Luciachiara Palumbo - Via D'Aquino
La via
che spacca in due metà il borgo umbertino prende il nome di Via D’Aquino,
confluente, dopo la Piazza Maria Immacolata, in Via di Palma.
Essa rappresenta
il centro di Taranto, costeggiata da negozi storici e nuovi, fulcro di
attenzione dei cittadini che amano “fare shopping” o solo guardare le vetrine.

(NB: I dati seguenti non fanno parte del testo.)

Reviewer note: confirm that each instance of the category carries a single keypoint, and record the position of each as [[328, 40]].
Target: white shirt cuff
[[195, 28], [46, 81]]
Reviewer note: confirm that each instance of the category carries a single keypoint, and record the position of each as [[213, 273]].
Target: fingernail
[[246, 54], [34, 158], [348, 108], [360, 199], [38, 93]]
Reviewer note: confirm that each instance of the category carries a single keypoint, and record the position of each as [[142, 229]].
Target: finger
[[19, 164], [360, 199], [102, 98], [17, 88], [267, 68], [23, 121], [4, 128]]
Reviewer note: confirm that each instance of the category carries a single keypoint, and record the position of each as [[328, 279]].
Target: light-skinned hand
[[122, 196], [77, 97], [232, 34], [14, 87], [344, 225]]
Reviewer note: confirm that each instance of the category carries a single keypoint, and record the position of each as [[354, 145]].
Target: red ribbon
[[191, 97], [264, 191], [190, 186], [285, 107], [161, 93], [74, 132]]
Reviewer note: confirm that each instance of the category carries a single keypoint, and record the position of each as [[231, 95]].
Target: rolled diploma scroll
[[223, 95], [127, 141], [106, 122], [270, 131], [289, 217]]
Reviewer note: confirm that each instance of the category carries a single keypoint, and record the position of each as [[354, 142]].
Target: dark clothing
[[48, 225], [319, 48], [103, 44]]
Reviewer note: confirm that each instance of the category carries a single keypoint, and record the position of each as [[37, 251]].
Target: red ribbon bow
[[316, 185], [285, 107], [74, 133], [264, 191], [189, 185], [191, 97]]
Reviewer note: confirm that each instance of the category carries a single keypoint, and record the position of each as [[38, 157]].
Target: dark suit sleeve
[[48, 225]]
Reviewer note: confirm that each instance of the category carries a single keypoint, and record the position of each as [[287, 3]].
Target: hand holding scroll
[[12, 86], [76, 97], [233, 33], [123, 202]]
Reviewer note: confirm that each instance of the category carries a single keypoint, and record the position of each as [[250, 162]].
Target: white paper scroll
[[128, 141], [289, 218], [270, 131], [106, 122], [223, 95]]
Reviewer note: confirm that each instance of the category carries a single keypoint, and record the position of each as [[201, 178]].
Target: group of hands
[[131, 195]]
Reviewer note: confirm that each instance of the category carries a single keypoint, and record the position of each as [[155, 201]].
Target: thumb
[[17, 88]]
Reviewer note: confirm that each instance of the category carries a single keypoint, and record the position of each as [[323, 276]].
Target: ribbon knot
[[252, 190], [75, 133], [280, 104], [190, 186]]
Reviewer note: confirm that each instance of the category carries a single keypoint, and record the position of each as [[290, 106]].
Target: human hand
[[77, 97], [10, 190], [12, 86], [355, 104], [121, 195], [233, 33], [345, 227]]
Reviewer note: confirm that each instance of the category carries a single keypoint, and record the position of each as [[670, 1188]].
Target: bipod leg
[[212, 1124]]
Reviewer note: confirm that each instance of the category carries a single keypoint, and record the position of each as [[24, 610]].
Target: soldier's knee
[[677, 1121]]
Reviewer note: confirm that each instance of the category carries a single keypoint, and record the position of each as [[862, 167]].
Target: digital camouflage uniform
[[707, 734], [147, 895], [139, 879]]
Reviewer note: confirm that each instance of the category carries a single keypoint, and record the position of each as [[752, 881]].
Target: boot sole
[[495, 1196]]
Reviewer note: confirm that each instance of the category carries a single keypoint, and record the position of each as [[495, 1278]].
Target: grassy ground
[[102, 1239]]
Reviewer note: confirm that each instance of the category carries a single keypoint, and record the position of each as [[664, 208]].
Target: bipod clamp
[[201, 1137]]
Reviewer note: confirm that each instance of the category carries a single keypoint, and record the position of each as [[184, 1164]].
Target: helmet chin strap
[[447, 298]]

Io, piuttosto, preferisco considerarla la strada delle Processioni e dei
cortei, la strada che meglio si presta come palcoscenico della cultura e della
tradizione tarantina. In Settimana Santa, Via D’Aquino viene adornata dai
cordoni verdi che, da un lampione all’altro, separano la folla numerosa dai
riti, garantendo la sicurezza per chi partecipa attivamente e non.
I momenti
che la vedono scenario delle nostre tradizioni pasquali sono molteplici, per
cui uno stesso isolato, fotografato in diversi istanti, assume sfaccettature
diverse, date dal colore del cielo che fa da sfondo. Rossicci pomeriggi, serate
offuscate da qualche nuvola e mattine soleggiate la vedono percorsa da
confratelli diversi, che la rendono una nuova Gerusalemme per il passaggio dei
simulacri rappresentativi della Passione di Gesù.
Giunti in Piazza, poi, la
strada si biforca in corrispondenza della fontana ed è noto che qualche
“folle”, come me del resto, tenda sempre a percorrere il lato destro, in
direzione arsenale, perché è proprio da lì che passa la Processione dei
Misteri. Allora ogni qualvolta si cammini per la bella via D’Aquino la mente
viaggia nel passato e nel futuro, tra ricordi e desideri relativi a ciò che
verrà. Quando poi le giornate si allungano, passato il Natale, la strada si
illumina di quella luce tipica del nostro periodo, motivo per cui ci si
sofferma di più immaginando di vedere già davanti a noi le poste di perdune in
pellegrinaggio ai Sepolcri.
I bambini piccoli, più che mai curiosi e timorosi,
si avvicinano ai “fantasmi”, mentre i ragazzi più grandi si fermano a guardare
e talvolta, purtroppo, amano ridere e scherzare di quello strano e
incomprensibile sacrificio. Generazioni e generazioni si sono assiepate ai
cordoni e alle transenne, segnandosi con la croce e rivolgendosi in preghiera
alle bellissime Statue che rendono il Mistero della Morte e Resurrezione di
Gesù più vicino a noi e a tratti comprensibile.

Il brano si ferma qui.